Problems with Mill’s Methods - Mill’s methods can only reveal evidence of probable causes, providing no real explanatory power.

There were some limitations of Mill’s Methods. Mill’s methods can only reveal evidence of probable causes; they provide no real explanatory power. Discovering instances of causation is an important step in understanding the world—but it is only part of what we need. We also need to understand how and why particular instances of causation function as they do. Answers to these questions take us beyond being able to identify cause-effect relationships. We must develop theories and hypotheses—the basis of scientific reasoning. 

 

 

 

 

Scientists should develop a hypothesis from observed data using abduction, or inference to the best explanation, thus going with the inference is the most probable. 

Scientists, like the late Oliver Windell Holmes, proceed by developing a hypothesis from observed data. A hypothesis is a provisional and testable explanation for facts. Theoretical scientists propose hypotheses to explain natural phenomena, while experimental scientists conduct tests of those hypotheses. 

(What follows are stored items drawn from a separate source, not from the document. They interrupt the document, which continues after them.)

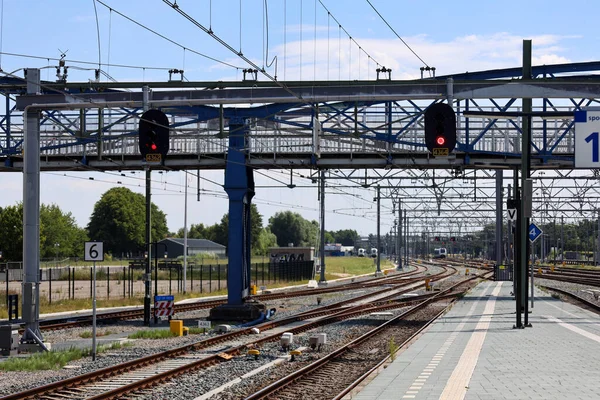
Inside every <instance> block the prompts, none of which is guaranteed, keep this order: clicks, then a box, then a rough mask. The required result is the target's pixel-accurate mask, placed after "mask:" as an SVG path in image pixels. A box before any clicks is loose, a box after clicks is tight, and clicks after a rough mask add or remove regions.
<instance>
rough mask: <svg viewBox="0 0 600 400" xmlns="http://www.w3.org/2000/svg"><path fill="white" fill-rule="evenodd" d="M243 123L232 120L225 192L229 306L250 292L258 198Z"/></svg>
mask: <svg viewBox="0 0 600 400" xmlns="http://www.w3.org/2000/svg"><path fill="white" fill-rule="evenodd" d="M247 130H248V126H247V125H246V124H244V121H243V120H234V119H233V118H232V119H230V122H229V149H228V152H227V165H226V167H225V191H226V192H227V195H228V196H229V242H228V244H229V246H228V257H229V271H228V274H227V287H228V291H227V303H228V304H229V305H241V304H243V301H244V298H245V297H247V296H248V294H249V289H250V285H249V282H250V265H249V261H250V251H249V247H250V243H249V242H248V241H249V240H250V233H249V232H247V231H246V229H247V230H248V231H249V230H250V226H249V225H247V224H249V222H250V216H249V214H250V201H251V199H252V195H253V194H254V181H253V179H252V175H251V173H252V172H251V170H249V169H248V168H247V166H246V153H245V151H246V148H247V147H246V133H247Z"/></svg>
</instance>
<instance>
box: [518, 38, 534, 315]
mask: <svg viewBox="0 0 600 400" xmlns="http://www.w3.org/2000/svg"><path fill="white" fill-rule="evenodd" d="M531 77H532V70H531V40H523V79H526V80H530V79H531ZM522 102H523V113H524V114H525V115H524V116H523V126H522V145H521V153H522V157H521V190H522V193H521V207H520V208H521V220H520V226H519V230H520V232H521V237H520V239H521V243H520V253H521V260H520V261H521V276H520V280H521V282H522V288H521V294H522V300H521V301H522V303H521V306H522V307H523V314H524V325H525V326H531V325H530V324H529V315H528V314H529V309H528V306H527V300H528V299H527V289H528V288H527V286H528V282H527V269H528V268H527V267H528V265H527V261H528V260H529V257H528V256H529V254H528V253H529V252H528V249H529V246H528V243H527V242H528V237H529V236H528V234H527V233H528V228H529V218H530V217H531V216H530V215H529V210H528V209H527V205H528V201H529V200H531V199H529V198H528V196H531V193H527V190H526V188H527V187H529V181H528V180H529V178H530V175H531V165H530V164H531V111H532V100H531V99H530V98H523V99H522Z"/></svg>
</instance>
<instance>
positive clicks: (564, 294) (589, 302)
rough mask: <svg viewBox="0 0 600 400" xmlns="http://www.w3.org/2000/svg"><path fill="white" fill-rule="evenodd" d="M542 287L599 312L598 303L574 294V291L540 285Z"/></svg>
mask: <svg viewBox="0 0 600 400" xmlns="http://www.w3.org/2000/svg"><path fill="white" fill-rule="evenodd" d="M541 287H542V288H543V289H545V290H548V291H553V292H557V293H560V294H562V295H564V296H567V297H569V298H571V299H573V300H575V301H577V302H579V303H581V304H584V305H585V306H586V307H589V308H591V309H592V310H594V311H596V312H598V313H600V305H599V304H597V303H593V302H591V301H589V300H587V299H584V298H583V297H581V296H578V295H576V294H575V293H571V292H569V291H568V290H563V289H558V288H554V287H550V286H541Z"/></svg>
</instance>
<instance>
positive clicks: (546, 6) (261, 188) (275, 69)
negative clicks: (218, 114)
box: [0, 0, 600, 235]
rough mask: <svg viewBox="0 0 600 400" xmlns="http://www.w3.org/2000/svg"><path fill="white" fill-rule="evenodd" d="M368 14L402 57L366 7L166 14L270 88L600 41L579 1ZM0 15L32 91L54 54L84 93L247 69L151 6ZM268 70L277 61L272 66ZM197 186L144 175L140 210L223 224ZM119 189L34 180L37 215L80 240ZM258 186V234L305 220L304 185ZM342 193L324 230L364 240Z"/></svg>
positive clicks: (105, 4) (224, 6) (537, 1)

The process whereby a hypothesis is developed is called abduction. Inference from facts to an explanation of those facts, particularly where patterns occur, is an abductive inference. 

To resolve conflicting inferences for the same facts, we often have recourse to inference to the best explanation, which is to say, when the inference is the most probable. 

 

 

 

Post hoc Fallacy 

This states that "Since event Y followed event X, event Y must have been caused by event X."  

This fallacy occurs when two events happen either at the same time or the chronological ordering is not important or not known. According to this fallacy correlation seems to imply causality. This fallacy occurs when a conclusion based only on the order of events, and not considering other factors that could be responsible for the result. These factors could destroy the connection. 

A simple example is ‘my uncle farts immediately before sunrise; therefore his farts cause the sun to rise.’ 

·                     A occurred, then B occurred. 

·                     Therefore, A caused B

I ate chili before the Cardinals game and they won. My eating chili caused the Cardinals to win. 

Some people were diagnosed with illnesses shortly after receiving vaccinations, the vaccination caused the illness.  

 

Charles Meigs not only committed the false cause fallacy - assuming that correlation implies causation- but Charles Meigs and Dr. Andrew Wakefield also committed the Post hoc Fallacy. They assumed that just because one event followed another. The first event must have caused the second event.

 

 

 


Conclusion
It should be clear now as to how Charles Meigs committed the false cause fallacy by assuming that correlation implies causation in his treatment of Child-Bed-Fever. The abdominal pain was not the cause. As Oliver Windell Holmes found, the cause was dirty doctors not washing their hands. While it is important to understand Mill’s methods they can only reveal evidence of probable causes, providing no real explanatory power. While Charles Meigs and Dr. Andrew Wakefield both committed the false cause. They both also committed the Post hoc Fallacy.